The authors present SIGMA, a new method to attack Speech Emotion Recognition (SER) systems by subtly changing parts of the speech data that models find important. They use explainable AI techniques to identify these key parts and then apply small changes only there, making the attack both efficient and easier to understand. Their approach balances how strong the attack is with how well the changes align with explainability, and it works across different models and attack types. Tests on standard emotion datasets show SIGMA performs well compared to existing methods.

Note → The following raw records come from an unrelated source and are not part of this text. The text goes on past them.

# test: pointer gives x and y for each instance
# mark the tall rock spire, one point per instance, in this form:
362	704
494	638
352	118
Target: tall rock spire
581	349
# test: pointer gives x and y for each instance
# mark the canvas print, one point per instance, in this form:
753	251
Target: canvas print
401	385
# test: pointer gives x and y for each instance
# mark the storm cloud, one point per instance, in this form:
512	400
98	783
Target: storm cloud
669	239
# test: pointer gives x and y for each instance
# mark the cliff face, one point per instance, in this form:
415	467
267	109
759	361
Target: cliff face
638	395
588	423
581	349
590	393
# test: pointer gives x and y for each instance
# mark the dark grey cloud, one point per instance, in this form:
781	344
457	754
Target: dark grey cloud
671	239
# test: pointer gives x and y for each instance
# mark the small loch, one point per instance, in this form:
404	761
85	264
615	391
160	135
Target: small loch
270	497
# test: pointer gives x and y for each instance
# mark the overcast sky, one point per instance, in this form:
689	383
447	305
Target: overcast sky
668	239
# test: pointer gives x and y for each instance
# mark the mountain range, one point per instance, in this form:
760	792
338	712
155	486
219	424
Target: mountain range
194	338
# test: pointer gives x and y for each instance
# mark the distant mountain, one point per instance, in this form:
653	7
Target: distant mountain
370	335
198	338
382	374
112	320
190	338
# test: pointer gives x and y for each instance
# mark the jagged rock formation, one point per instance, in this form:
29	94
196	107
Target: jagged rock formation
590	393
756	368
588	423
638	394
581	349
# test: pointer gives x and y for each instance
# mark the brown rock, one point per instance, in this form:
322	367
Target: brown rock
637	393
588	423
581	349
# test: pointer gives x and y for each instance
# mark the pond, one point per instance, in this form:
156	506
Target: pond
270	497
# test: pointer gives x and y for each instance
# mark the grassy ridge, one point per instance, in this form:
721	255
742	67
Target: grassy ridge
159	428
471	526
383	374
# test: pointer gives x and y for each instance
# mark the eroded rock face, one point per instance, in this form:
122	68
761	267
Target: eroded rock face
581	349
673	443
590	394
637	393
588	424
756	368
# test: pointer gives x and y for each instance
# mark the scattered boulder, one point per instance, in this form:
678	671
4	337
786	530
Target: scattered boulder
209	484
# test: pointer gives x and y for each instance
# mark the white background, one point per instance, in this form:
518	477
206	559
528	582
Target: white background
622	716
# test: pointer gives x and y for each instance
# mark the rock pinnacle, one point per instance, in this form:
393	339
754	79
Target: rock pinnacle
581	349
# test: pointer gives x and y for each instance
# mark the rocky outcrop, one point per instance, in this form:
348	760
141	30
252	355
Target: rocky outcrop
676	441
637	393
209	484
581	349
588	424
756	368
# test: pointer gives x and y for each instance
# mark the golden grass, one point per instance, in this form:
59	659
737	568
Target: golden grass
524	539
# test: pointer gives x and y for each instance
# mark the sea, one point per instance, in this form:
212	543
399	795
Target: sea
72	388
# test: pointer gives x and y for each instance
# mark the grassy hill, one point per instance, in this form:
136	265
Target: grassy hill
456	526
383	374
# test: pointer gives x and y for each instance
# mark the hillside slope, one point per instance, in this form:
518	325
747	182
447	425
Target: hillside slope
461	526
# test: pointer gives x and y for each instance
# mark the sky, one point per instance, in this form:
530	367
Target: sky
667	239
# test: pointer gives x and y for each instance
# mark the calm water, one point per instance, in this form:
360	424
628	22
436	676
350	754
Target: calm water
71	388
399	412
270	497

Speech Emotion Recognitionadversarial attacksparsityexplainable AIsaliency mapsself-supervised learningmagnitude-bound perturbationIEMOCAP datasetTESS dataset
Authors
Qiyang Sun, Yi Chang, Zixing Zhang, Björn W. Schuller
Abstract
Speech conveys rich emotional information. As Speech Emotion Recognition (SER) is usually deployed in privacy-sensitive and reliability-critical environments, adversarial attacks on SER have attracted increasing attention. Existing sparse attacks control the number of perturbed elements, yet, they often lack explainability guidance and explicit measures of explanation consistency. A unified treatment of sparsity and magnitude constraints is also uncommon. In addition, transferability across attack families and target models remains limited. Hence, we propose a SalIency-Guided sparse Mask Attack (SIGMA). On self-supervised speech features, we use post-hoc explainable artificial intelligence (XAI) techniques to produce saliency maps and identify the scope of the mask, and then restrict magnitude-bounded updates to this mask. The mask is computed once and can be reused across models and different sparsity attacks to amortise cost. We evaluate on the IEMOCAP and TESS datasets. Under matched budgets and across multiple sparse-attack settings, SIGMA maintains competitive attack success rates, navigating a conscious trade-off between attack efficacy and explanation consistency. SIGMA therefore provides an efficient and interpretable framework for analysing the vulnerability and explanation behaviour of SER models under structured perturbations.